Memory 302 may include one or more computer-readable storage media, which may be tangible and non-transitory. Memory 302 may also include high-speed random access memory, as well as non-volatile memory, such as one or more magnetic disk storage devices, flash memory storage devices. In some embodiments, a non-transitory computer readable storage medium in memory 302 is used to store at least one instruction for execution by processor 301 to implement a method of improving the visual, i.e., the recognition rate of a vehicle end networking application provided in the present application.

In some embodiments, the terminal may further optionally include: a peripheral interface 303, and at least one peripheral. Specifically, the peripheral device includes: at least one of radio frequency circuitry 304, touch screen 305, camera 306, audio circuitry 307, positioning component 308, and power supply 309.

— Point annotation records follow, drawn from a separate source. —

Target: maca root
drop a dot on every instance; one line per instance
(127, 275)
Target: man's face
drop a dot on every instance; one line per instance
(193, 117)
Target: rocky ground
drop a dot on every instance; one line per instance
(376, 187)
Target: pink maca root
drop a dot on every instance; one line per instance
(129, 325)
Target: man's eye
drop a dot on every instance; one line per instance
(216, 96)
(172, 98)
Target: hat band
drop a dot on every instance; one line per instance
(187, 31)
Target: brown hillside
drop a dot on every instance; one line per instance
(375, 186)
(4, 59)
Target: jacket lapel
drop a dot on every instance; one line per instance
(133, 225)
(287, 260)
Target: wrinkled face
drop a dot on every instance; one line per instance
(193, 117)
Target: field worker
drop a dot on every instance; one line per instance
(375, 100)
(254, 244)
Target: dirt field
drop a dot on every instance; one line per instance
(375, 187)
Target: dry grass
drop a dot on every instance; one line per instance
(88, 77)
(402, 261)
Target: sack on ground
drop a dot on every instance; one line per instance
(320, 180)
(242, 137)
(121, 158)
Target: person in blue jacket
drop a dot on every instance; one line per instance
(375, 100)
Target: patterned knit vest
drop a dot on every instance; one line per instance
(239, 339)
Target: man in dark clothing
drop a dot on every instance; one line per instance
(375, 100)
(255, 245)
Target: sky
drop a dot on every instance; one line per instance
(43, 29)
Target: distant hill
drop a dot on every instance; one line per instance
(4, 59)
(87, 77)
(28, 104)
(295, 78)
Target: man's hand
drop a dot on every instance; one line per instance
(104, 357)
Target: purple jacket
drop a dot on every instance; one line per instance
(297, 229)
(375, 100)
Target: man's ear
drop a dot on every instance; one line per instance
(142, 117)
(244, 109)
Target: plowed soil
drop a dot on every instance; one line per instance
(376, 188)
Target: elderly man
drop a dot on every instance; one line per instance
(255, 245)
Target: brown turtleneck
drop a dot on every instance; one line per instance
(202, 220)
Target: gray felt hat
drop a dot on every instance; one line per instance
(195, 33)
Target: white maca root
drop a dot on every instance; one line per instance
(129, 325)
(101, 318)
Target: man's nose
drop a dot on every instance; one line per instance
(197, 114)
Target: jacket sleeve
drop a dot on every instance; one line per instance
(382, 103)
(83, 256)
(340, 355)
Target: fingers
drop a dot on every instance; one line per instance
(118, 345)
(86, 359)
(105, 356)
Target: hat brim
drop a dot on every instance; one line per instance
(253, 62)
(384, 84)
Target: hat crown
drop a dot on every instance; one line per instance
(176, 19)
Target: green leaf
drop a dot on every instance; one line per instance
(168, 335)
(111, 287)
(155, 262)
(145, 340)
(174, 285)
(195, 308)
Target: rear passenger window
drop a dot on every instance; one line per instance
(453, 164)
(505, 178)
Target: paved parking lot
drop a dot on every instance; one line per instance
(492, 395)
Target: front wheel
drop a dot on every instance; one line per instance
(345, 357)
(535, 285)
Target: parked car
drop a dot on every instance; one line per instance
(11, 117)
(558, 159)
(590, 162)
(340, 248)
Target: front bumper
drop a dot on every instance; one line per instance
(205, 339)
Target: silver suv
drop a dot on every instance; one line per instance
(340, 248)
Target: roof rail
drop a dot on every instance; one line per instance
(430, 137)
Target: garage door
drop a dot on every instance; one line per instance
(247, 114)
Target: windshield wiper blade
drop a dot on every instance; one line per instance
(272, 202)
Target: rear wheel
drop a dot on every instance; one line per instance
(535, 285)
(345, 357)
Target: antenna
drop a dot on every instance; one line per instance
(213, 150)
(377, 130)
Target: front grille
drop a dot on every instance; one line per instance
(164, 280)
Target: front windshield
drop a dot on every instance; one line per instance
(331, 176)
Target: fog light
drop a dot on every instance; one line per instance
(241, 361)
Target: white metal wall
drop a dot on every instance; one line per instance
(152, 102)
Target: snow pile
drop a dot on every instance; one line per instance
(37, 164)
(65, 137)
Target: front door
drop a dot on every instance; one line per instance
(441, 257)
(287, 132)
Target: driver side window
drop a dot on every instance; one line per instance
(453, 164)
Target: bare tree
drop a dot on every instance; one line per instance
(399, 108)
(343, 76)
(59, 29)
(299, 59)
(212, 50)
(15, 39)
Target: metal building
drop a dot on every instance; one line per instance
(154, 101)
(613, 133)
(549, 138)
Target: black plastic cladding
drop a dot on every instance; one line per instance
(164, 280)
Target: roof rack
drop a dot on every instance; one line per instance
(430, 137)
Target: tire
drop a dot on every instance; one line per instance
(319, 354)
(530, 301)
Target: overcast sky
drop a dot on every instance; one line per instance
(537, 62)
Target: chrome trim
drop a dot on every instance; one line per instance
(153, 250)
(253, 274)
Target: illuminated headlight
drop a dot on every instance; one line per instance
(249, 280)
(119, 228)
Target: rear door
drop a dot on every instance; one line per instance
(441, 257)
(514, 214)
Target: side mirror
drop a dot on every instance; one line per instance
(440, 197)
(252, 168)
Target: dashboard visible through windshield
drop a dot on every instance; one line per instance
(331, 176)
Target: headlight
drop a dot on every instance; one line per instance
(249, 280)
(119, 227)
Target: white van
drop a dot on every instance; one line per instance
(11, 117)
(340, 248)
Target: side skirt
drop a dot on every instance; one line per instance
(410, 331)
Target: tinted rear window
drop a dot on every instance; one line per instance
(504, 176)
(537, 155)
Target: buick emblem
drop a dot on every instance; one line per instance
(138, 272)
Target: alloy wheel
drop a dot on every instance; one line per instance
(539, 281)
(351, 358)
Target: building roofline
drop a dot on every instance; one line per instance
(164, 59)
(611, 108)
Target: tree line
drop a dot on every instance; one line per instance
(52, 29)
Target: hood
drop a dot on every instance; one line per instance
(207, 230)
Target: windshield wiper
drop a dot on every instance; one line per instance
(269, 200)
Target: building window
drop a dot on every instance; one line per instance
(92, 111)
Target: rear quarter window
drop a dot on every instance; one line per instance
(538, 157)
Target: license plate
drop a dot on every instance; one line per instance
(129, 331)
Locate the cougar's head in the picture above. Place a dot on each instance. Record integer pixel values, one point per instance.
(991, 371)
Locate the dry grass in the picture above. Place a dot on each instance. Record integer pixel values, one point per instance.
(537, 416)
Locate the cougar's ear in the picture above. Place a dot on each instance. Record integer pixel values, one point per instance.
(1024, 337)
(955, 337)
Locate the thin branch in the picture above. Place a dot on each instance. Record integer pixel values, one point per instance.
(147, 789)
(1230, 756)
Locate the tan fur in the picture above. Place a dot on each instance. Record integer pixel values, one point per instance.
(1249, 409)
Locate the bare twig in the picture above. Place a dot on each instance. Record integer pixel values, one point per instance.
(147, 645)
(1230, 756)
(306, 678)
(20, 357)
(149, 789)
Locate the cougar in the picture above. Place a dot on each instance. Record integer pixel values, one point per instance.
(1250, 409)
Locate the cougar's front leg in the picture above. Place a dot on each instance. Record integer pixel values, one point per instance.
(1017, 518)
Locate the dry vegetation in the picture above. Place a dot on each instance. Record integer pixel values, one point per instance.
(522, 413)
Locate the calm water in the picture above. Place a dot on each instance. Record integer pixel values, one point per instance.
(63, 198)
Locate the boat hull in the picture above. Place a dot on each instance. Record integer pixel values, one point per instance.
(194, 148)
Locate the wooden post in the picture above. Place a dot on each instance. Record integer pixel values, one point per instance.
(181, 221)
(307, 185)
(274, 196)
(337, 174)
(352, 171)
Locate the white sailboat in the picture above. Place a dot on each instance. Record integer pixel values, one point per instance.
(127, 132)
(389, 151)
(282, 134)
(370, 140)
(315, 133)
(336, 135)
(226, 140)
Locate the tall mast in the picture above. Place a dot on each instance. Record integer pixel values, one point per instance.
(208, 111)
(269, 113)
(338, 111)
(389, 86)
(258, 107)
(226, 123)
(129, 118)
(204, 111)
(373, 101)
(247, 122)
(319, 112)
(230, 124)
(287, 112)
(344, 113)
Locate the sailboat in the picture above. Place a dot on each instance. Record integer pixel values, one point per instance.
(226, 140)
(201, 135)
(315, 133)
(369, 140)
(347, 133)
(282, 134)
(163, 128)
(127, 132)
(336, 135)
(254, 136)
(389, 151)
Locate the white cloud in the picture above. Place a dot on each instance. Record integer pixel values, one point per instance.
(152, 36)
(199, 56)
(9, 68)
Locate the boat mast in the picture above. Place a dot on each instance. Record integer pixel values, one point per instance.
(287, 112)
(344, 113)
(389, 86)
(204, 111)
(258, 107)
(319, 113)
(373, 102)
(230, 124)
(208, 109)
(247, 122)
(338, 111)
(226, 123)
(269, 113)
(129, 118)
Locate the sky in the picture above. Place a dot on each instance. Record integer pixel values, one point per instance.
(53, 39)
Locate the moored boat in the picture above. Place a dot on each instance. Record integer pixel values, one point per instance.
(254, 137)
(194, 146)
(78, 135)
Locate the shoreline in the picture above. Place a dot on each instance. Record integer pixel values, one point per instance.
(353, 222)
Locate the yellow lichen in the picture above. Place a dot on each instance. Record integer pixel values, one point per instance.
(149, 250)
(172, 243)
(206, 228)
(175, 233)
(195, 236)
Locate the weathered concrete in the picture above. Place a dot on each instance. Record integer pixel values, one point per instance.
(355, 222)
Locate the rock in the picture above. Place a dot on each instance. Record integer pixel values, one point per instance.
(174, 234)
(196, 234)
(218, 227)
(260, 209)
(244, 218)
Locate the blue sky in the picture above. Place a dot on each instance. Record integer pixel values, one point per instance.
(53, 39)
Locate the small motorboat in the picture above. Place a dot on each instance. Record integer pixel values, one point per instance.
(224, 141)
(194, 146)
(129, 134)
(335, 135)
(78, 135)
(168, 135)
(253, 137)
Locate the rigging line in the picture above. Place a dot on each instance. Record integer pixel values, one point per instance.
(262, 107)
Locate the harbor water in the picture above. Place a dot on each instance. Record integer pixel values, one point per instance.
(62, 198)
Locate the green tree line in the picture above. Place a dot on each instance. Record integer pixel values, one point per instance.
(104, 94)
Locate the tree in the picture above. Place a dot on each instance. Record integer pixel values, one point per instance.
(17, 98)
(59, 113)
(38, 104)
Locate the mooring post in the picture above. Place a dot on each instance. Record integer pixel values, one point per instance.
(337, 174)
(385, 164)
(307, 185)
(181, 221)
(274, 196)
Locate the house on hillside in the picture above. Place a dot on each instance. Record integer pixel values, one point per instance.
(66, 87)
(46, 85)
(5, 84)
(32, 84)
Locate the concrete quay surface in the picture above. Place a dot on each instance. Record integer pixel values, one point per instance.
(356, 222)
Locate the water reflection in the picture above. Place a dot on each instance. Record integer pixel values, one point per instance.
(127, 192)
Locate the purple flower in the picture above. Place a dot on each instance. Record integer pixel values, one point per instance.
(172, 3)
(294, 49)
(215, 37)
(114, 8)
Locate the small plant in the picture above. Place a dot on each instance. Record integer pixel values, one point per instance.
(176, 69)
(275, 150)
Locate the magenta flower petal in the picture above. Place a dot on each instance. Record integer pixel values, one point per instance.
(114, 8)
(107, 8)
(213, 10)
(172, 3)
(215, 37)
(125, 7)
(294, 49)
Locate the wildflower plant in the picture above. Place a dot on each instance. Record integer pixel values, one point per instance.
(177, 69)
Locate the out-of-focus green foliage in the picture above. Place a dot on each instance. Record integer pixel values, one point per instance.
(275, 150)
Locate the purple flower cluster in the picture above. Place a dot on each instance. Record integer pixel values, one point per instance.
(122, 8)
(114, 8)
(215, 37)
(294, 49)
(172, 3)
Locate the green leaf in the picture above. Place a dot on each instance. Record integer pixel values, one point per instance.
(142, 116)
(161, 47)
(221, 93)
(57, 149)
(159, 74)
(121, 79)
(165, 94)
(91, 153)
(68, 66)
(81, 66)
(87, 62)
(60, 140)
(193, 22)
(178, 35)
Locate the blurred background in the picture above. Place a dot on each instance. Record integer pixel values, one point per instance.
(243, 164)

The peripheral interface 303 may be used to connect at least one Input/Output (I/O) related peripheral to the processor 301 and the memory 302. In some embodiments, processor 301, memory 302, and peripheral interface 303 are integrated on the same chip or circuit board; in some other embodiments, either or both of the processor 301, the memory 302, and the peripheral interface 303 may be implemented on separate chips or circuit boards, which is not limited in this embodiment.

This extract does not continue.